Carleton Emeritus Professor of Government Ralph Fjelstad Dies

Ralph Fjelstad, emeritus professor of government at Carleton College, died on Tuesday, March 2, 1999. He was 83.

3 March 1999 Posted In:

Ralph Fjelstad, emeritus professor of government at Carleton College, died on Tuesday, March 2, 1999. He was 83.

Fjelstad was born on Nov. 12, 1915, in Emmons, Minn., the son of Rudolf and Gena Fjelstad. In 1937, he graduated summa cum laude with a B.A. degree in economics and history from Concordia College in Moorhead, Minn. He was a graduate student at the University of Minnesota in the late 1930s and from 1939 to 1941 was a Norman Wake Harris Fellow at Northwestern University, where he earned his Ph.D. in political science in 1948. He married Margaret Haugseth in 1941. They had three children, Mary, Carol and Paul.

Fjelstad joined the Carleton faculty in 1948 as assistant professor of government on the Edward C. Congdon Foundation. He was promoted to the rank of associate professor in 1953 and to full professor in 1956, serving as co-chair of the department of government and international relations for over two decades. He retired from Carleton in 1981.

“Ralph was a very warm and loyal colleague and was very much loved by his students,” said W. Hartley Clark, emeritus professor of international relations, and a former student and colleague of Fjelstad. “His genuine interest in politics came through in his lectures, which were always illustrated with stories. He was a peacemaker who always kept the trains running on time and he received quite an outpouring of glowing letters from former students upon his retirement.”

Fjelstad taught courses in American government, state government and politics, legislatures and legislation, principles of public administration, and party and pressure politics. He was an expert on Minnesota state government and in 1952-53 took a leave of absence from Carleton to study Minnesota’s legislative practices and procedures. His findings were published in the Minneapolis Sunday Tribune and received an overwhelming amount of attention in the media.

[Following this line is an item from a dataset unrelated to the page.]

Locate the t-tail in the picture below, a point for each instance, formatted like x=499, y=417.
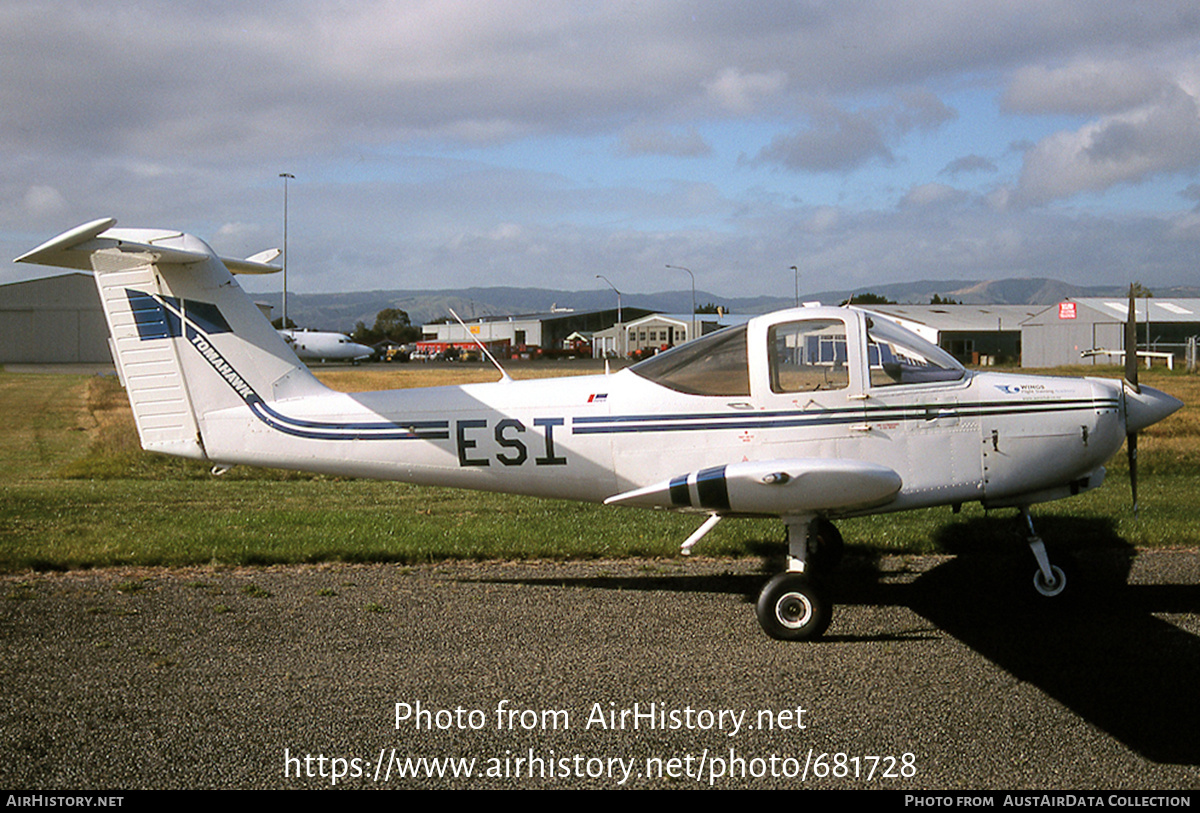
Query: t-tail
x=162, y=290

Fjelstad also served as chair of the Carleton Faculty Committee on Teacher Education, which examined specialized teacher education and ways to improve it. The committee published two reports, “The Carleton Faculty Study of Teacher Education” in 1955, and “Carleton Continues to Study Teacher Education,” which was authored by Fjelstad in 1957. Both reports outlined Carleton’s role in preparing its graduates to teach at the secondary level.

A frequent public speaker, Fjelstad was well known in his field. He served as a consultant to the U.S. Small Business Administration and was a member of the Minnesota Governor’s Tax Advisor Commission. In addition, he chaired the State Constitutional Revision Committee and was a member of the Commission on Higher Education for the North Central Association of Colleges and Universities. Fjelstad was elected third vice-chairman of the Minnesota Republican Party in 1963.

Locally, he served as secretary of the Northfield City Charter Commission and was a longtime member of the school board. He also chaired the United Fund and was a deacon of St. John’s Lutheran Church.

Prior to coming to Carleton, Fjelstad served a director of personnel for the War Department at the Illinois Ordinance Plant in Carbondale, Ill., and was a classification specialist with the U.S. Army Air Force.

Fjelstad was preceded in death by his daughter Mary, a 1971 graduate of Carleton. He is survived by his wife, Margaret, and children, Carol and Paul.
Services will be held Friday, March 5, at 1:30 p.m. at St. John’s Lutheran Church in Northfield.